The National Environmental Policy Act and other regulations require the Bush administration, when formulating new mileage standards, to consider the effects of the vehicles’ greenhouse gas emissions on global warming, which the Bush administration failed to do, Brown said.
Instead, the Bush administration adopted a standard oblivious to how manmade pollution is harming the environment and changing the climate, Brown claimed.
On Monday, at the same time as the lawsuit was being argued in San Francisco, President Bush gave an address in the White House Rose Garden in which he stated his desire “to cut America’s gasoline usage by 20 percent.”
Brown said that he applauded the president’s favorable comments on reducing greenhouse gas emissions and cutting back on gas-guzzling, but urged the president to take two immediate steps: tell the U.S. Environmental Protection Agency to grant California and 12 other states permission to reduce vehicle greenhouse gas emissions and junk last year’s token 1-mile-per gallon increase in fuel efficiency standards and “propose something real.”

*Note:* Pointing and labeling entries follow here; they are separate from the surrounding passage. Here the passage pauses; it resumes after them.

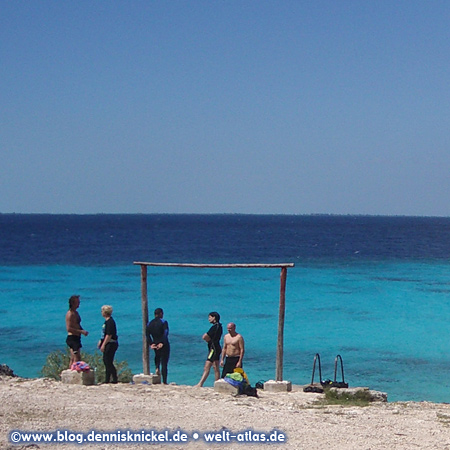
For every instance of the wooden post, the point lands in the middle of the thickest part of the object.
(144, 297)
(281, 313)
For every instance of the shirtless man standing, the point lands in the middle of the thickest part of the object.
(233, 350)
(74, 329)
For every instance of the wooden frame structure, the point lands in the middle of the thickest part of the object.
(281, 309)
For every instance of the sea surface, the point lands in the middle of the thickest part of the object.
(375, 290)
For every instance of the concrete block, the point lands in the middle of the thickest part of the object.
(225, 388)
(73, 377)
(140, 378)
(361, 392)
(277, 386)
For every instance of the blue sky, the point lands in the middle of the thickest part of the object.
(292, 107)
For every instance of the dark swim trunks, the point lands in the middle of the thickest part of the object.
(214, 353)
(230, 365)
(74, 342)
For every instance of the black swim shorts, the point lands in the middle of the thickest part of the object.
(214, 353)
(74, 342)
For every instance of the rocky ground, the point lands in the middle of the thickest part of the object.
(48, 405)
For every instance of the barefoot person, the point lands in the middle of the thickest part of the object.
(74, 329)
(108, 344)
(212, 337)
(158, 339)
(233, 350)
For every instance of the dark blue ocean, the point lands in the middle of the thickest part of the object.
(375, 290)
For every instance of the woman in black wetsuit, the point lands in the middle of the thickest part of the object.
(108, 344)
(212, 337)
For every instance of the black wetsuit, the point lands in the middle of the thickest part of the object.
(158, 333)
(109, 328)
(214, 348)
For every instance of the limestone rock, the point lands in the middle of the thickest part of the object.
(73, 377)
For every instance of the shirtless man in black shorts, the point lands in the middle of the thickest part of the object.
(74, 329)
(233, 350)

“The president doesn’t offer a single concrete proposal on how to combat global warming and instead directs his bureaucracy 'to work together’ to come up with a plan,” Brown said. “California already has a plan that can be adopted immediately.”
Arguing for California and the other states is California Deputy Attorney General Susan S. Fiering.
A decision by the three-judge appeals court panel is expected anytime.
The case is California v. National Highway Traffic Safety Agency, 06-72317.
Court records in the case can be found at: www.ag.ca.gov/newsalerts/.